KenCorpus: Kenyan Languages Corpus
This project recognizes that language plays a central role in preserving identity and culture and in equalizing access to information. The team will build the KenCorpus (Kenyan Languages Corpus) with the goal of providing rich textual and speech data resources for selected languages spoken in Kenya.
The KenCorpus will be collected from Kiswahili, Luhyia, and Dholuo languages and is a deliberate effort to provide equal opportunities, inclusivity, participation in decision-making, and accessibility to information by providing a base dataset for building NLP tools (e.g., POS taggers, Machine Translation systems, Automatic Speech Recognition, Text to Speech, Question Answering and Conversational agents in African languages).
This project will have a great impact on the methodologies used in the rapid assembly of corpora for under-resourced languages, shed light on how to prepare and annotate speech and texts for use in multilingual communities, and inspire the growth of human language technology firms across Africa.

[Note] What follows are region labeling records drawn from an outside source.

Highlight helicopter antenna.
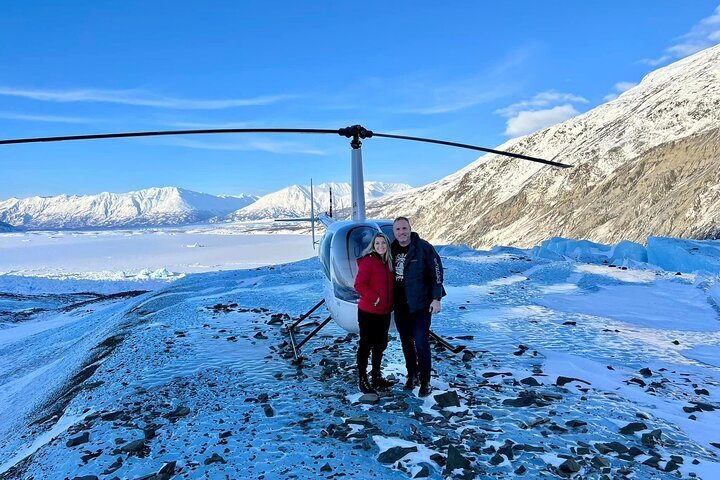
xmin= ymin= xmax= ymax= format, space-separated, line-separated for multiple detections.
xmin=310 ymin=178 xmax=315 ymax=250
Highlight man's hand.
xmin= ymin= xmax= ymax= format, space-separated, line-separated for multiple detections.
xmin=430 ymin=300 xmax=440 ymax=313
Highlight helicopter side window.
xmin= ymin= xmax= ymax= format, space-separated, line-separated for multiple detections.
xmin=332 ymin=225 xmax=377 ymax=302
xmin=320 ymin=232 xmax=333 ymax=278
xmin=380 ymin=224 xmax=395 ymax=243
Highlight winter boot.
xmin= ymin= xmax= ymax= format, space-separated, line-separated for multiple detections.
xmin=358 ymin=372 xmax=377 ymax=393
xmin=371 ymin=372 xmax=395 ymax=390
xmin=418 ymin=380 xmax=432 ymax=397
xmin=403 ymin=374 xmax=418 ymax=390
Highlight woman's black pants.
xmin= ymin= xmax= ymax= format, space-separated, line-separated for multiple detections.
xmin=357 ymin=309 xmax=390 ymax=375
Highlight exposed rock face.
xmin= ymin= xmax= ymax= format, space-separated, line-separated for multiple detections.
xmin=369 ymin=46 xmax=720 ymax=247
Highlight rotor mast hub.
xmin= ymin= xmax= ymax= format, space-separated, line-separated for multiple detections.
xmin=338 ymin=125 xmax=373 ymax=150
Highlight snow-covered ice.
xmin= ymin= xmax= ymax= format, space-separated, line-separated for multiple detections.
xmin=0 ymin=234 xmax=720 ymax=480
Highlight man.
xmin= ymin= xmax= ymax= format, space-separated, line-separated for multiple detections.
xmin=391 ymin=217 xmax=445 ymax=397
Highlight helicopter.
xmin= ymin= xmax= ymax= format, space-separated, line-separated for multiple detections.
xmin=0 ymin=125 xmax=572 ymax=361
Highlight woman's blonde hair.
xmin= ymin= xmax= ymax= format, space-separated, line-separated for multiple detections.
xmin=361 ymin=232 xmax=392 ymax=270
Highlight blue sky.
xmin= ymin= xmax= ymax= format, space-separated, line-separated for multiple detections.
xmin=0 ymin=0 xmax=720 ymax=199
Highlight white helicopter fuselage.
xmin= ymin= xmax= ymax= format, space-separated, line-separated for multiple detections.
xmin=318 ymin=217 xmax=394 ymax=333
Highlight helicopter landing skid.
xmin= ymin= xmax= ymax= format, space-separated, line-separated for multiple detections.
xmin=430 ymin=330 xmax=465 ymax=353
xmin=287 ymin=299 xmax=332 ymax=361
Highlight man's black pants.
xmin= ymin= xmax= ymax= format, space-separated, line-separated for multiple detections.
xmin=395 ymin=304 xmax=432 ymax=382
xmin=357 ymin=309 xmax=390 ymax=374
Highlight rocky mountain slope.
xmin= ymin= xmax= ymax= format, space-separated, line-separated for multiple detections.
xmin=229 ymin=182 xmax=412 ymax=221
xmin=0 ymin=187 xmax=257 ymax=230
xmin=369 ymin=46 xmax=720 ymax=247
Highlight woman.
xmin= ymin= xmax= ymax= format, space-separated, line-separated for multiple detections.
xmin=355 ymin=233 xmax=394 ymax=393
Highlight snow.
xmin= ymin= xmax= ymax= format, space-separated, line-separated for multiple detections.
xmin=0 ymin=187 xmax=257 ymax=230
xmin=0 ymin=234 xmax=720 ymax=480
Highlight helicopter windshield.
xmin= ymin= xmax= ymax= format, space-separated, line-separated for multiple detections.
xmin=332 ymin=225 xmax=378 ymax=302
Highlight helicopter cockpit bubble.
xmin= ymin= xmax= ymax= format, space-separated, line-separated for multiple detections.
xmin=331 ymin=222 xmax=392 ymax=303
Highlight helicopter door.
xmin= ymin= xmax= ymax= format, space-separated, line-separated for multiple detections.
xmin=331 ymin=225 xmax=378 ymax=303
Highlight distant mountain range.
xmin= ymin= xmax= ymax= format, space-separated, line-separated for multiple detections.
xmin=368 ymin=45 xmax=720 ymax=247
xmin=229 ymin=182 xmax=412 ymax=221
xmin=0 ymin=187 xmax=258 ymax=230
xmin=0 ymin=182 xmax=411 ymax=232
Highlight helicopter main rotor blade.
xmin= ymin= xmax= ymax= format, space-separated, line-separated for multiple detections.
xmin=0 ymin=128 xmax=338 ymax=145
xmin=372 ymin=132 xmax=572 ymax=168
xmin=0 ymin=125 xmax=572 ymax=168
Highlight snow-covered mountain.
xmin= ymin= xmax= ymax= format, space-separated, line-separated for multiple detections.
xmin=0 ymin=187 xmax=257 ymax=230
xmin=0 ymin=222 xmax=18 ymax=233
xmin=368 ymin=46 xmax=720 ymax=247
xmin=229 ymin=182 xmax=412 ymax=221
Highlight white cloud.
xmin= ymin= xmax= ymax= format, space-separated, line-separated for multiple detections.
xmin=640 ymin=5 xmax=720 ymax=67
xmin=495 ymin=90 xmax=588 ymax=117
xmin=165 ymin=138 xmax=326 ymax=155
xmin=0 ymin=112 xmax=91 ymax=123
xmin=505 ymin=104 xmax=580 ymax=137
xmin=603 ymin=82 xmax=637 ymax=102
xmin=495 ymin=90 xmax=589 ymax=137
xmin=0 ymin=86 xmax=294 ymax=110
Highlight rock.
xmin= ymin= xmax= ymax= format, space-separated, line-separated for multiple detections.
xmin=378 ymin=447 xmax=417 ymax=464
xmin=203 ymin=453 xmax=227 ymax=465
xmin=590 ymin=455 xmax=610 ymax=469
xmin=640 ymin=428 xmax=662 ymax=447
xmin=606 ymin=442 xmax=630 ymax=453
xmin=445 ymin=445 xmax=470 ymax=472
xmin=65 ymin=432 xmax=90 ymax=447
xmin=490 ymin=453 xmax=505 ymax=466
xmin=620 ymin=422 xmax=647 ymax=435
xmin=520 ymin=377 xmax=540 ymax=387
xmin=120 ymin=438 xmax=145 ymax=455
xmin=359 ymin=393 xmax=380 ymax=405
xmin=413 ymin=465 xmax=430 ymax=478
xmin=555 ymin=375 xmax=590 ymax=387
xmin=565 ymin=420 xmax=587 ymax=428
xmin=628 ymin=446 xmax=645 ymax=457
xmin=433 ymin=390 xmax=460 ymax=408
xmin=163 ymin=405 xmax=190 ymax=422
xmin=558 ymin=458 xmax=580 ymax=475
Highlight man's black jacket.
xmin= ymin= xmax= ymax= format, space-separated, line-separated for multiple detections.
xmin=392 ymin=232 xmax=446 ymax=312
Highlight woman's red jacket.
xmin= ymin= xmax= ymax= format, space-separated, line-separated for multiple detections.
xmin=355 ymin=252 xmax=395 ymax=315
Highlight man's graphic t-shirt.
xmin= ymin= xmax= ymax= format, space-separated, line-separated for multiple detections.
xmin=393 ymin=245 xmax=410 ymax=304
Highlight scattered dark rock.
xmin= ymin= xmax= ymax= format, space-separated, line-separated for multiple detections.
xmin=359 ymin=393 xmax=380 ymax=405
xmin=555 ymin=375 xmax=590 ymax=387
xmin=434 ymin=390 xmax=460 ymax=408
xmin=378 ymin=447 xmax=417 ymax=464
xmin=65 ymin=432 xmax=90 ymax=447
xmin=445 ymin=445 xmax=470 ymax=472
xmin=558 ymin=458 xmax=580 ymax=475
xmin=620 ymin=422 xmax=647 ymax=435
xmin=203 ymin=453 xmax=227 ymax=465
xmin=520 ymin=377 xmax=540 ymax=387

Masakhane MT: Decolonizing Scientific Writing for Africa
When it comes to scientific communication and education, language matters. The ability for science to be discussed in local indigenous languages can not only help expand knowledge to those who do not speak English or French as a first language, but also can integrate the facts and methods of science into cultures that have been denied it in the past. Thus, the team will build a multilingual parallel corpus of African research, by translating African preprint research papers released on AfricArxiv into 6 diverse African languages.
Multimodal Datasets for Bemba
This project will create the first multi-modal dataset for Bemba—the most populous language in Zambia, but one that lacks significant resources. The team will collect visually-grounded dialogues between native Bemba speakers, which will be diarized and transcribed in full. A sample of the data will also be translated into English. The dataset will enable the development of speech recognition and speech and text translation applications, as well as facilitate research in language grounding and multimodal model development.

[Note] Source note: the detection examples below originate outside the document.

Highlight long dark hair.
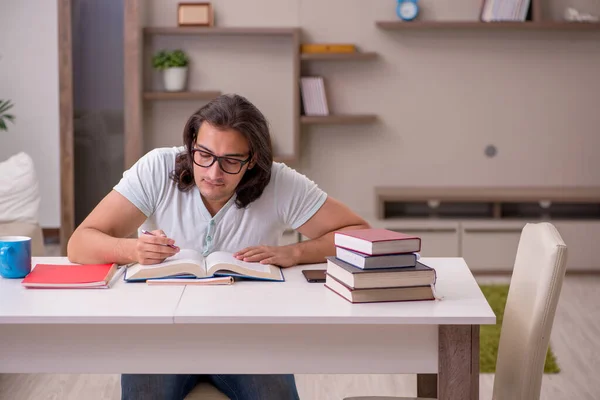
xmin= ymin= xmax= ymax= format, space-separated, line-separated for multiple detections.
xmin=171 ymin=94 xmax=273 ymax=208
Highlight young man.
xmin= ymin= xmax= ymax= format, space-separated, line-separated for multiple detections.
xmin=68 ymin=95 xmax=368 ymax=400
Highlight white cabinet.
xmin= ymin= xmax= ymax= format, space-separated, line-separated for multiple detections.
xmin=552 ymin=221 xmax=600 ymax=271
xmin=461 ymin=220 xmax=525 ymax=272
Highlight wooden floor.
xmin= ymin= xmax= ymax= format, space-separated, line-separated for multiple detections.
xmin=0 ymin=247 xmax=600 ymax=400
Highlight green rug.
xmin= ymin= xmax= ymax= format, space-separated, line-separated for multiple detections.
xmin=479 ymin=285 xmax=560 ymax=374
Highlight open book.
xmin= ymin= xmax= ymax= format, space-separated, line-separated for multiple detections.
xmin=125 ymin=249 xmax=284 ymax=282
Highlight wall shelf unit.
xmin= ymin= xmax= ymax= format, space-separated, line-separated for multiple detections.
xmin=300 ymin=114 xmax=377 ymax=125
xmin=300 ymin=51 xmax=378 ymax=61
xmin=144 ymin=27 xmax=299 ymax=36
xmin=124 ymin=0 xmax=301 ymax=169
xmin=376 ymin=21 xmax=600 ymax=31
xmin=144 ymin=90 xmax=221 ymax=100
xmin=300 ymin=46 xmax=379 ymax=126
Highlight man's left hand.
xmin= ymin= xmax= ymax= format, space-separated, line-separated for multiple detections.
xmin=233 ymin=245 xmax=299 ymax=267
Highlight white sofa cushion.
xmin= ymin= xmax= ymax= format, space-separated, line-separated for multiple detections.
xmin=0 ymin=152 xmax=40 ymax=224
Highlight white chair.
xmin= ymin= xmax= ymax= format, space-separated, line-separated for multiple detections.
xmin=185 ymin=382 xmax=229 ymax=400
xmin=345 ymin=222 xmax=567 ymax=400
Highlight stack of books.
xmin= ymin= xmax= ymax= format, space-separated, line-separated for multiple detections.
xmin=325 ymin=228 xmax=436 ymax=303
xmin=300 ymin=76 xmax=329 ymax=117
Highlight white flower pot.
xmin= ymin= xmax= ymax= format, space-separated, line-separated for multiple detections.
xmin=163 ymin=67 xmax=188 ymax=92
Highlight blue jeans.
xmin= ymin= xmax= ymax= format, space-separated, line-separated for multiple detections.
xmin=121 ymin=374 xmax=300 ymax=400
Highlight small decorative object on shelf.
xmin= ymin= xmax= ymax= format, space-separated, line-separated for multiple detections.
xmin=177 ymin=3 xmax=214 ymax=27
xmin=300 ymin=43 xmax=356 ymax=54
xmin=152 ymin=49 xmax=189 ymax=92
xmin=396 ymin=0 xmax=419 ymax=21
xmin=565 ymin=7 xmax=598 ymax=22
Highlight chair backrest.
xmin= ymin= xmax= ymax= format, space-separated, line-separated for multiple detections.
xmin=492 ymin=222 xmax=567 ymax=400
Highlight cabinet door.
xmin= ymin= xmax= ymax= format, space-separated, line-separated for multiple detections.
xmin=373 ymin=219 xmax=460 ymax=257
xmin=552 ymin=221 xmax=600 ymax=271
xmin=461 ymin=221 xmax=525 ymax=272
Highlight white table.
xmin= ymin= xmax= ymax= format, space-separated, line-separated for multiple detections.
xmin=0 ymin=258 xmax=496 ymax=400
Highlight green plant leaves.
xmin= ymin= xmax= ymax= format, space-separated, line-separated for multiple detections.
xmin=152 ymin=49 xmax=189 ymax=71
xmin=0 ymin=100 xmax=15 ymax=131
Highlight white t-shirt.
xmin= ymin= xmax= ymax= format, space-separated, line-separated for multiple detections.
xmin=114 ymin=147 xmax=327 ymax=255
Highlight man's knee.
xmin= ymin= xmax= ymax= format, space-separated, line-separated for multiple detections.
xmin=121 ymin=374 xmax=197 ymax=400
xmin=211 ymin=375 xmax=299 ymax=400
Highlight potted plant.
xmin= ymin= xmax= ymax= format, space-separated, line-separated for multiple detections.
xmin=152 ymin=49 xmax=189 ymax=92
xmin=0 ymin=100 xmax=15 ymax=131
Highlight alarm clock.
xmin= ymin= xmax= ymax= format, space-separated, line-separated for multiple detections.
xmin=396 ymin=0 xmax=419 ymax=21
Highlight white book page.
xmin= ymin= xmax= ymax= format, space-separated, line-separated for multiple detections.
xmin=206 ymin=251 xmax=271 ymax=273
xmin=129 ymin=249 xmax=206 ymax=275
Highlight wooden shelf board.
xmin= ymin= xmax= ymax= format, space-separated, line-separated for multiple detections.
xmin=300 ymin=114 xmax=377 ymax=125
xmin=376 ymin=21 xmax=600 ymax=31
xmin=144 ymin=26 xmax=299 ymax=36
xmin=375 ymin=186 xmax=600 ymax=203
xmin=300 ymin=51 xmax=377 ymax=61
xmin=144 ymin=90 xmax=221 ymax=100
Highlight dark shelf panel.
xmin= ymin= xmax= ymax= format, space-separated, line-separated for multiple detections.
xmin=300 ymin=114 xmax=377 ymax=125
xmin=376 ymin=21 xmax=600 ymax=31
xmin=300 ymin=51 xmax=377 ymax=61
xmin=144 ymin=90 xmax=221 ymax=100
xmin=144 ymin=27 xmax=299 ymax=36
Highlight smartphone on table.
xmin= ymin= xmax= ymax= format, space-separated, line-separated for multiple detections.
xmin=302 ymin=269 xmax=327 ymax=283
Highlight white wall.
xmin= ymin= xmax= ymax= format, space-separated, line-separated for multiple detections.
xmin=146 ymin=0 xmax=600 ymax=222
xmin=0 ymin=0 xmax=60 ymax=227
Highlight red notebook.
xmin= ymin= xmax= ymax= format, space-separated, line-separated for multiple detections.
xmin=334 ymin=228 xmax=421 ymax=255
xmin=21 ymin=264 xmax=119 ymax=288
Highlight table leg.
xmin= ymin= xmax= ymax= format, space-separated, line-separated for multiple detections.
xmin=438 ymin=325 xmax=479 ymax=400
xmin=417 ymin=374 xmax=437 ymax=399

Named Entity Recognition and Parts of Speech Datasets for African Languages
Currently, the majority of existing NER datasets for African languages are automatically annotated and noisy, since the text quality for African languages is not verified—only a few African languages have human-annotated NER datasets. Likewise, the only open-source POS datasets that exist are for a small subset of languages in South Africa, and Yoruba, Naija, Wolof, and Bambara.
This project will develop a Part-of-Speech (POS) and Named Entity Recognition (NER) corpus for 20 African languages based on news data. NER is a core NLP task in information extraction, and NER systems are a requirement for numerous products from spell-checkers to localization of voice and dialogue systems, conversational agents, and information retrieval necessary to identify African names, places, and people.
Open Source Datasets for Local Ghanaian Languages: A Case for Twi and Ga
This project will develop a new speech dataset that makes it possible for Twi (Asante, Akuapim, Fante dialects) and Ga speakers in Ghana with low English literacy to access digital financial services in their native language. Access to digital financial services will serve as the immediate use case—however, the bulk of the collected data will be additionally useful for other purposes. The team will build a phonetically balanced speech corpus (with transcriptions and rough English translations) that is focused on the financial domain, and since the speech corpus will be phonetically balanced, it should be useful in acoustic modeling for use cases beyond accessing digital financial services.